Downloading the Wiki-corpus datasets

In this section, we will download and preprocess the wiki-corpus and tokenize it for training.

We will utilize the get_dataset.py script inside the same llama sample directory. Again, we use sbatch to submit the data processing job to the cluster.

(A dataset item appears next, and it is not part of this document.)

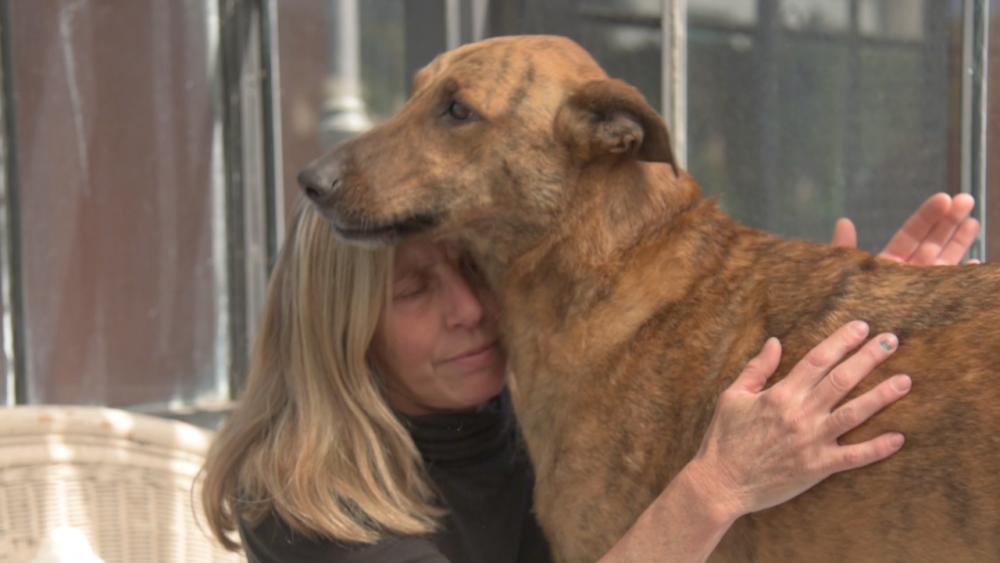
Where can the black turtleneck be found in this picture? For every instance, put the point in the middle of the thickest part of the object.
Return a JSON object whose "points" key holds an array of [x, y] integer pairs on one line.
{"points": [[484, 479]]}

sbatch --job-name=get-dataset --output=logs/get-dataset.out \
       --wrap "srun python3 get_dataset.py --llama-version 3"

You can tail the logs:

tail -f logs/get-dataset.out

An example output:

$ python get_dataset.py --llama-version 3
The repository for wikicorpus contains custom code which must be executed to correctly load the dataset. You can inspect the repository content at https://hf.co/datasets/wikicorpus.
You can avoid this prompt in future by passing the argument `trust_remote_code=True`.

Do you wish to run the custom code? [y/N] y
Downloading data: 100%|███████████████████████████████████████████████████████████████████████████████████████████| 1.35G/1.35G [03:02<00:00, 7.36MB/s]
Generating train split: 100%|██████████████████████████████████████████████████████████████████████| 1359146/1359146 [01:12<00:00, 18644.90 examples/s]
Running tokenizer on dataset:  37%|████████████████████████▏                                         | 497000/1359146 [02:28<04:18, 3341.01 examples/s]
Token indices sequence length is longer than the specified maximum sequence length for this model (172677 > 131072). Running this sequence through the model will result in indexing errors
Running tokenizer on dataset: 100%|█████████████████████████████████████████████████████████████████| 1359146/1359146 [06:45<00:00, 3352.65 examples/s]
Grouping texts in chunks of 8192: 100%|█████████████████████████████████████████████████████████████| 1359146/1359146 [09:48<00:00, 2308.18 examples/s]
94025
Saving the dataset (21/21 shards): 100%|████████████████████████████████████████████████████████████████| 94025/94025 [00:18<00:00, 4951.30 examples/s]

The resultant data is saved under /fsx/ubuntu/example_datasets:

/fsx/ubuntu/examples_datasets/wikicorpus_llama3_tokenized_8k/
├── data-00000-of-00021.arrow
...
├── data-00020-of-00021.arrow
├── dataset_info.json
└── state.json

We're now ready for continual pre-training!